Sentant son jeune formateur limité, Annie Toussaint le poussera à suivre d’autres formations. A Lomé, la formation était sur le tas : « Les différentes rencontres m’ont permis de grandir mais la soif de la formation était intense. »
Aujourd’hui, il revoit toutes ces périodes avec grandeur : « Je voulais aller au-delà de la danse, du ballet cru, où la beauté se percevait à peine si ce n’est un remix de tout ce qui est traditionnel. L’aventure de Bamako chez Kettly Noël de 2004 à 2005. J’ai rencontré Sidi Graoui danseur d’Eddy Malem avec qui j’ai pris des cours et le regretté Augusto Cuvilas. ». Il a réussi à côtoyer le milieu du théâtre avec King Okouley du Ghana, suivi aussi une formation avec Kikan Ayigah.
En 2004, à l’invitation du Festival Filbleu, il a échangé avec le japonais Katsura kan autour de la danse buto. « Il avait un gros problème de communication, sa danse était excellente. Ca me fascinait à l’époque Mais je ne comprenais pas trop ce que nous faisons. Il n’a pas réussi à nous expliquer la portée de cette danse. » . Aujourd’hui, après sa formation il voit plus clair.
En 2005, il part en tournée en Belgique avec Harold Georges autour du projet Wateba qui a été un grand succès. La création « His story » lui ouvrira enfin les portes de l’Europe. A la fin de la tournée, il continue sur le festival Plate Danse à Bastia en France où il rencontrera Carolyn Carlson, danseuse expressionniste allemande « Son approche en danse contemporaine m’a séduit. »

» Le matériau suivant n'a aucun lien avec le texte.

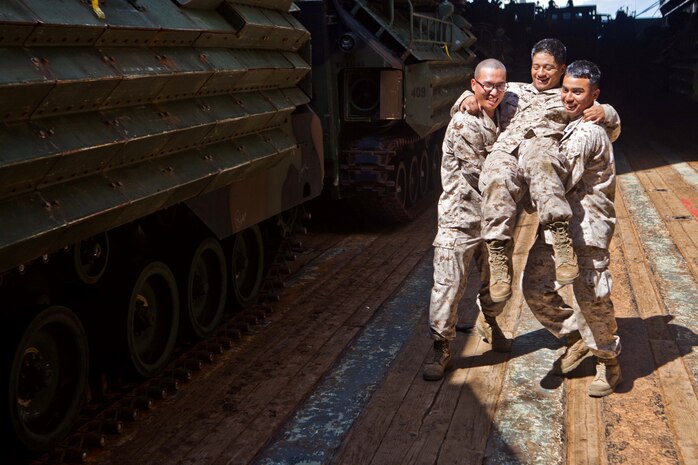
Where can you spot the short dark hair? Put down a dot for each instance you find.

Le professionnalisme permet de mieux outiller le corps
En faisant de petits boulots, il s’est payé sa formation, de 2006 à 2010 à l’École de danse Offjazz à Nice. Il était un peu tard pour Kofi d’entrer dans un conservatoire car son corps a perdu toutes les souplesses : « Au niveau du corps, de l’articulation, la danse classique était difficile. Je me blessais, j’avais des problèmes de bassin. J’ai compris tous les risques que donnait le travail sur le tas ». Il a appris par la suite à se mettre au service et à l’écoute de son corps : « j’ai découvert mon corps, ses rouages et j’ai puisé dans ce fonds pour être au diapason des autres ! le contemporain et le jazz, étaient différents au niveau des phrasées »
Il ne regrette pas sa formation minimaliste au Togo car il en a tiré un bénéfice certain. La technique, la formation n’assujettissent-elles pas le rudimentaire, le basique ?
Rêves et réalités
Sur le terrain, à Lomé, le centre Brin de chocolat devient progressivement une structure de diffusion de danse. Les jeunes ont besoin d’outils nécessaires pour améliorer leurs prestations. Ce qui nécessite des moyens pour travailler la frontalité, la situation dans l’espace, les fondamentaux de la danse. Cet art doit, pense Koffi Ettoh Nenonéné, redorer sa noblesse d’antan. La Compagnie Woenyo restée sur place y arrive à sa façon. Elle amène l’art chorégraphique à l’intérieur du pays et auprès des populations n’ayant aucun outil d’appréhender les réalités de cet art. Les chorégraphes professionnels togolais de l’Europe doivent œuvrer avec les « nationaux » pour recenser les besoins des jeunes et les amener à tendre vers un certain professionnalisme. Le Togo reste aujourd’hui à la traine dans la sous-région.
En créant un lieu, un conservatoire pour la danse, le gouvernement pourra ré-envisager avec les professionnels un sérieux travail. Il sauvera ainsi la danse togolaise et la rendra plus compétitive.